O comerciante assumiu o papel de socorrista sem treinamento após os dois tremores que atingiram o estado costeiro. Ele acredita que sua mãe, seu irmão e sua sobrinha ficaram presos em um conjunto habitacional público de 12 andares no setor de Caraballeda. Enquanto cães farejadores e socorristas internacionais vasculhavam a área, o voluntário viu corpos em decomposição, o que o levou a perder a esperança de encontrar os familiares vivos no décimo dia.
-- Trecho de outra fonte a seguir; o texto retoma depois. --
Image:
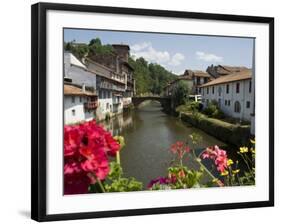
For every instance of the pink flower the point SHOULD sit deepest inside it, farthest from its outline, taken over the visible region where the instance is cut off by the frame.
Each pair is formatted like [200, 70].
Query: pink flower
[218, 155]
[86, 150]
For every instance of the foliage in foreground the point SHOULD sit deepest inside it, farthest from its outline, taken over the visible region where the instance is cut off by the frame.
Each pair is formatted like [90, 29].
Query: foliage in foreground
[180, 176]
[89, 169]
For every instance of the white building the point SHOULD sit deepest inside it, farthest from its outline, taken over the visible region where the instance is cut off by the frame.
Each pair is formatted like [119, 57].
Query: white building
[234, 94]
[79, 104]
[78, 72]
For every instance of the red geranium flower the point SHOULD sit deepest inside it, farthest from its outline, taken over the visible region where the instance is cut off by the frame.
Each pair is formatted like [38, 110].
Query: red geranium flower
[86, 150]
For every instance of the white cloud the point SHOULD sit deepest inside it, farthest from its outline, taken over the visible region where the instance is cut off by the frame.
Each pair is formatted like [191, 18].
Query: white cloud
[208, 57]
[147, 51]
[177, 59]
[138, 47]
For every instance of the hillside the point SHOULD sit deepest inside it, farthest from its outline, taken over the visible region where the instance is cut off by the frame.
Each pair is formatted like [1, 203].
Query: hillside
[150, 78]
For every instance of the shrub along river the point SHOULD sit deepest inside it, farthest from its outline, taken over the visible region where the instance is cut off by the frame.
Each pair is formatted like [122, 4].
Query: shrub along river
[148, 134]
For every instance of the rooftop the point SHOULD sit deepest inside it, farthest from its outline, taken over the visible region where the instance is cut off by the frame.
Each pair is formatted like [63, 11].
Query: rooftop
[234, 76]
[73, 60]
[195, 73]
[72, 90]
[121, 45]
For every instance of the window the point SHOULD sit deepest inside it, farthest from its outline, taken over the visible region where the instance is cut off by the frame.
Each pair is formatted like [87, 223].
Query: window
[100, 94]
[73, 112]
[237, 107]
[220, 91]
[227, 88]
[198, 80]
[237, 87]
[73, 99]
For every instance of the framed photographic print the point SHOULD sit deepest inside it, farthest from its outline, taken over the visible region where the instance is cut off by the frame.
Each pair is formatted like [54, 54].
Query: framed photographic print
[139, 111]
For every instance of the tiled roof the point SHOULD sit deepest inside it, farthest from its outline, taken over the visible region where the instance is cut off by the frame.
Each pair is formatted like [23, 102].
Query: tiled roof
[72, 90]
[201, 74]
[73, 60]
[235, 76]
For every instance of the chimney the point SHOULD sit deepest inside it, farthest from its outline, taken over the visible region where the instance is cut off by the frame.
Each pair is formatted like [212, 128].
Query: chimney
[83, 88]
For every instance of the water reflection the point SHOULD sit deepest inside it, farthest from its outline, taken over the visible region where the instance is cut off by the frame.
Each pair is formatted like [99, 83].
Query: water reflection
[148, 134]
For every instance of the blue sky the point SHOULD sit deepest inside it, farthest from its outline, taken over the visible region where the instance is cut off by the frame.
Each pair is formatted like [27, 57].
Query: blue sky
[175, 52]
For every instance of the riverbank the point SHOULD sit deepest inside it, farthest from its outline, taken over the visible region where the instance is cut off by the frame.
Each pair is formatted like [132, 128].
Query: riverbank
[234, 134]
[148, 134]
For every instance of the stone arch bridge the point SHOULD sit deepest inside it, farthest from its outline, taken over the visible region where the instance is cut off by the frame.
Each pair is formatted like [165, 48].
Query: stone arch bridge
[164, 101]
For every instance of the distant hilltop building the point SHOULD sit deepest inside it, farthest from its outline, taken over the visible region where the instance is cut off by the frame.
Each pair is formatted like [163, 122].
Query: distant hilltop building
[221, 70]
[198, 78]
[193, 79]
[108, 77]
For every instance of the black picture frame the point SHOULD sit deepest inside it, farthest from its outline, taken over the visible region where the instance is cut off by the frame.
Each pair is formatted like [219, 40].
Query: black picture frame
[39, 115]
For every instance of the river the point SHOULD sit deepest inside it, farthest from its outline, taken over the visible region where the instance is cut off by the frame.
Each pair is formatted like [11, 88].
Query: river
[148, 133]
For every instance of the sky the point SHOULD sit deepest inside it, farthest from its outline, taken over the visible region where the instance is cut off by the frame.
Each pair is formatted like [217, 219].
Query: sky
[175, 52]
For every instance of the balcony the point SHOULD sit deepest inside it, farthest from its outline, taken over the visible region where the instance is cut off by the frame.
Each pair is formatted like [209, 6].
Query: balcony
[91, 105]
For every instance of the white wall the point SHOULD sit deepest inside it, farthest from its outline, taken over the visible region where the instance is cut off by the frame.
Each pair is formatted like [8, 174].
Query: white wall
[102, 109]
[15, 127]
[242, 97]
[80, 114]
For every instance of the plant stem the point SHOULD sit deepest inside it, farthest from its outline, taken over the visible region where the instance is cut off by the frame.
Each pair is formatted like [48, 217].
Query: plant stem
[118, 158]
[101, 186]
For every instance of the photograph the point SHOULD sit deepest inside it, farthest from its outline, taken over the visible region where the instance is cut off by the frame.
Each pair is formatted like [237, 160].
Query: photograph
[156, 111]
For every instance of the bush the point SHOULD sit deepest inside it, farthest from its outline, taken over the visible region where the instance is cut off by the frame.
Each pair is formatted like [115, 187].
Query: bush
[227, 132]
[190, 106]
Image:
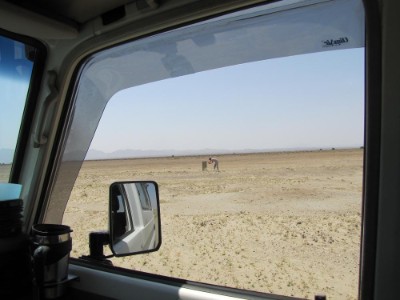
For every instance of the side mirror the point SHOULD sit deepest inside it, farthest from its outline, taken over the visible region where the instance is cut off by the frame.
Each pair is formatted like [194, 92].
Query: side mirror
[134, 216]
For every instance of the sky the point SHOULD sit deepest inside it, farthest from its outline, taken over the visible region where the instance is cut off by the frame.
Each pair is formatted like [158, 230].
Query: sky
[299, 102]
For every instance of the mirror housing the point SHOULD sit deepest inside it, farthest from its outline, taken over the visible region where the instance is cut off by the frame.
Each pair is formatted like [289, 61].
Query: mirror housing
[134, 217]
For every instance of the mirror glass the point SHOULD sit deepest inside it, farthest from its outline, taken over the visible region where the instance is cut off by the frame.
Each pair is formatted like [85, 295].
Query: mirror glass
[134, 217]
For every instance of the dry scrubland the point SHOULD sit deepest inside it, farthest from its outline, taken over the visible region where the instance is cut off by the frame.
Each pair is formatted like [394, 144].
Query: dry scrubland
[284, 223]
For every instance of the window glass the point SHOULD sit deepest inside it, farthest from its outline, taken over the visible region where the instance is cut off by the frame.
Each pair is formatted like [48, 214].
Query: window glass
[16, 63]
[275, 96]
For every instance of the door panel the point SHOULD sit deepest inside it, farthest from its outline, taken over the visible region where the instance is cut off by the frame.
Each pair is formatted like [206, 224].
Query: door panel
[101, 284]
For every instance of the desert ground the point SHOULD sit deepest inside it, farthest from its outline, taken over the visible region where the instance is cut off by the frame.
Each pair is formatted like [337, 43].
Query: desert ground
[285, 223]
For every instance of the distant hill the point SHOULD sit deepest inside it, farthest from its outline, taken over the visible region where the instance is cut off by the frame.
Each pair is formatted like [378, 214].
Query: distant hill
[129, 153]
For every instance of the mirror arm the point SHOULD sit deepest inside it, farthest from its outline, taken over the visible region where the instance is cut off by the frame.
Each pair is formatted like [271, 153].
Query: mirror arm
[97, 241]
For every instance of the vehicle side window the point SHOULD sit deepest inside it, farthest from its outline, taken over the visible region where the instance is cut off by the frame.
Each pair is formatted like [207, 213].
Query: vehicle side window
[252, 124]
[16, 65]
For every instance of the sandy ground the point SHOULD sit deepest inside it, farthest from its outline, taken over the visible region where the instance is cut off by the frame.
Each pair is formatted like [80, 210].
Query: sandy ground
[283, 223]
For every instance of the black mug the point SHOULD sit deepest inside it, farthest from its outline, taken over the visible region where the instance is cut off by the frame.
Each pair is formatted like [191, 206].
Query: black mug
[52, 244]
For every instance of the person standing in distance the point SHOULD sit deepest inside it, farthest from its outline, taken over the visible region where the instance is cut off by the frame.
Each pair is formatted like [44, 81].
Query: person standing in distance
[213, 160]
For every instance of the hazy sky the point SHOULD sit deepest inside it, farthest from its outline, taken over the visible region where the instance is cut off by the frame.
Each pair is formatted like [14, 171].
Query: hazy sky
[314, 100]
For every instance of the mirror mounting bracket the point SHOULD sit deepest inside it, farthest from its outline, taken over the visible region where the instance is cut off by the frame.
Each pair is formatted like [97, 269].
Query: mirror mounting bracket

O homem descreve o impacto psicológico da situação, afirmando que o estresse gera um “trauma”. Ele conseguiu recuperar pertences de seus familiares, como uma guitarra e uma viola, mas os restos mortais dos três ainda não foram localizados quase três semanas após a tragédia, que deixou cerca de 4.500 mortos.
O voluntário segue nas ruínas, acessando aberturas estreitas com auxílio de ferramentas. Ele relata ter sentido um dos mais de mil tremores secundários registrados na Venezuela. Ele dorme em barracas doadas, exposto a doenças, enquanto as máquinas pesadas removem os escombros sob o céu cinzento de La Guaira.